Coming off of the bench for the first time since 2016, Beal scored 25 points on 10-of-14 shooting. Phoenix won his minutes by 14 points in a 109-99 victory, and lost the minutes he spent on the bench by four points. In terms of both shooting and playing time, Beal was still an integral part of Phoenix’s game plan on Monday. The only difference was that he came off of the bench. It was a change that made plenty of intuitive sense.
It’s no secret that the Suns could potentially try to trade Beal for Jimmy Butler right now. Beal’s no-trade clause is going to make that difficult even if the Suns can find a taker for his contract (which has two years and more than $110 million remaining after this season). But the mere attempt is proof that the Suns know what we do: Beal is a questionable fit at best with Devin Booker and Kevin Durant. There are obvious reasons for that. It’s hard to build a worthwhile defense with three max salaries that all emphasize offense. It’s hard for any single ball-handler to be especially valuable on a roster in which he’s sharing the ball with multiple other star handlers, to say nothing of the point guards they imported this season. All three have had health issues.

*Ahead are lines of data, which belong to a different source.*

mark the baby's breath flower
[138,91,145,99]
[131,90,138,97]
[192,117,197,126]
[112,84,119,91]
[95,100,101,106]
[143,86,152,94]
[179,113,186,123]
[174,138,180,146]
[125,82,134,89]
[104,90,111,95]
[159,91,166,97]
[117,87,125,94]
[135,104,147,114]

But put most simply, Beal, Booker and Durant mostly do the same things. There are two types of offensive superstars: those who create advantages, and those who make tough shots. A star can theoretically do both. Durant, at his peak, did so. A great team should have both, and Durant’s Warriors teams were a great example of one that did. Stephen Curry and Klay Thompson created advantages. Defending them stretches defenses so far that Golden State got an endless parade of easy layups once those defenses collapsed. Durant gave them a historic shot-maker to punish defenses when they didn’t.
Beal and Booker aren’t Curry and Thompson. They aren’t leveraging their remarkable ball skills to create looks for others, at least not to the degree that an advantage-creating star should. They don’t collapse defenses or stretch them. They take shots that most players make at low percentages and hit them at reasonable percentages. Durant, at this stage, is mostly the same. They don’t amplify each other. There’s not much value gained by playing them together.
So Mike Budenholzer split them up on Monday. It worked. Beal, the weakest of the three stars, got to punish worse bench lineups. He was fresh when Booker and Durant were tired. They still did mostly the same things, but they could at least do them at different times, and the players that shared the court with them actually could do different things, most notably defend and rebound.
This doesn’t magically fix the Suns. They’re still paying three players with similar skill sets roughly $150 million combined. That doesn’t leave much room for balance, and even if it did, the Suns don’t exactly have the draft capital to trade for it. This is still a lopsided roster. Budenholzer is just deploying the least lopsided lineups at his disposal. Even if that doesn’t fix the Suns, it puts them in the best possible position to succeed given the limitations they still have.